If you're like every other investor, you'd be expecting recreational marijuana sales to dominate, especially with the curtain of prohibition on adult-use sales coming to a close on Oct. 17. Interestingly, though, this isn't what the data showed. Of the respondents aged 15 and older who used cannabis in the past three months, 7% reported using weed solely for recreational purposes, 4% consumed cannabis solely for medical purposes, and another 4% used it for medical and nonmedical purposes, for a combined use rate of 15% (or 4.6 million Canadians, on an extrapolated basis). The surprise is that more than half of all users still consume marijuana, in some capacity, for medical purposes and not just for recreational use.

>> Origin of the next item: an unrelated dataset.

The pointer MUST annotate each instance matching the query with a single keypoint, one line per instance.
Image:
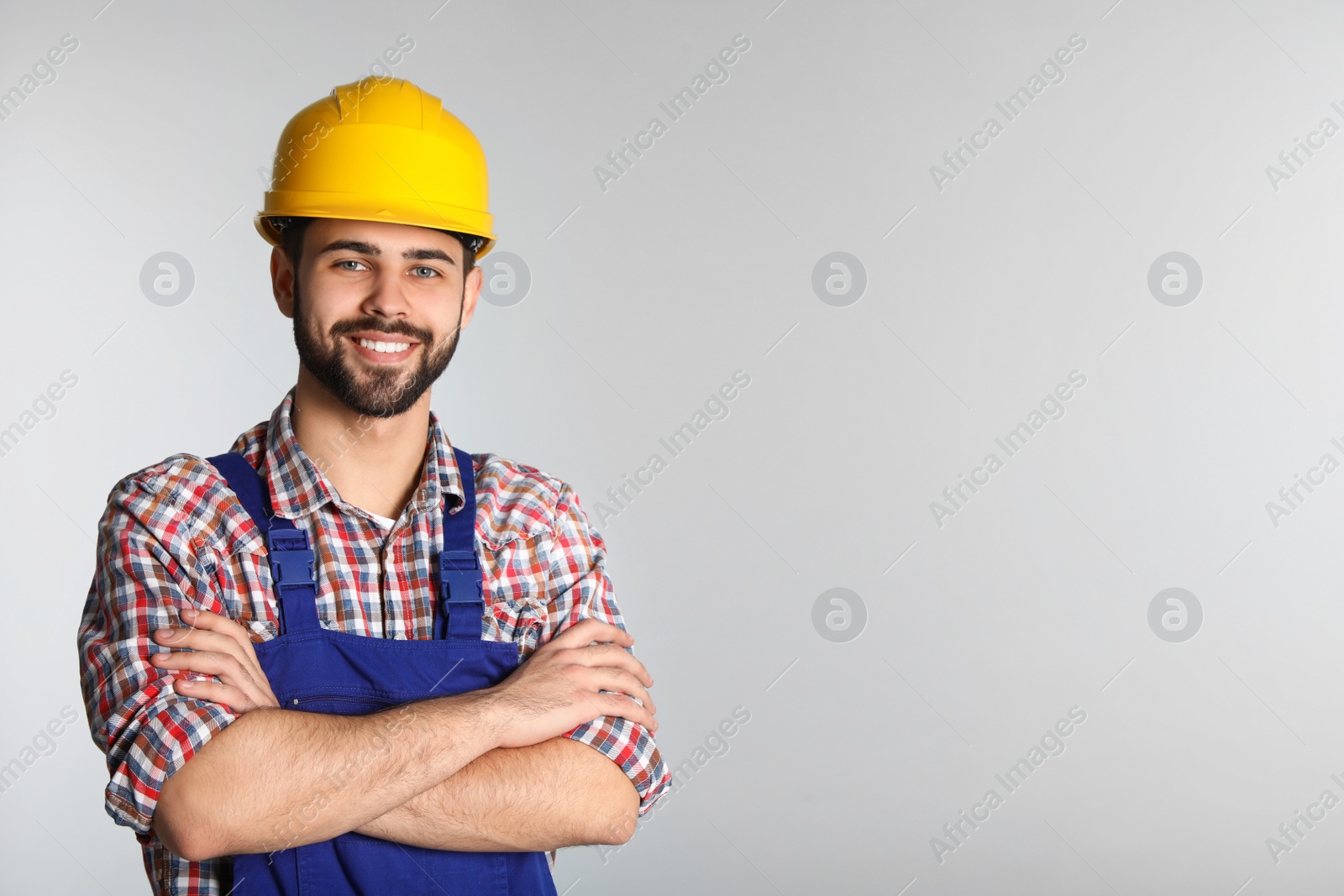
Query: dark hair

Not only did medical marijuana remain a big part of the Canadian pot industry during the fourth quarter, but medical weed patients were far more willing to use cannabis and open their wallets relative to recreational consumers. Just one in five nonmedical users reported using cannabis daily or almost daily, which compares to 70% of medical users with documentation (i.e., an issued medical card) and 46% of medical users without documentation. Additionally, 95% of medical users with documentation reported spending money on marijuana in the last three months, compared to just 57% of nonmedical users.
The National Cannabis Survey also found a marked difference in the way medical and nonmedical users consume the product. More than four of five (83%) recreational users preferred smoking their cannabis, whereas less than two out of five (37%) medical users felt the same. Rather, medical patients are far more likely to prefer lotions, sprays, or other alternatives, such as oils, relative to smoking.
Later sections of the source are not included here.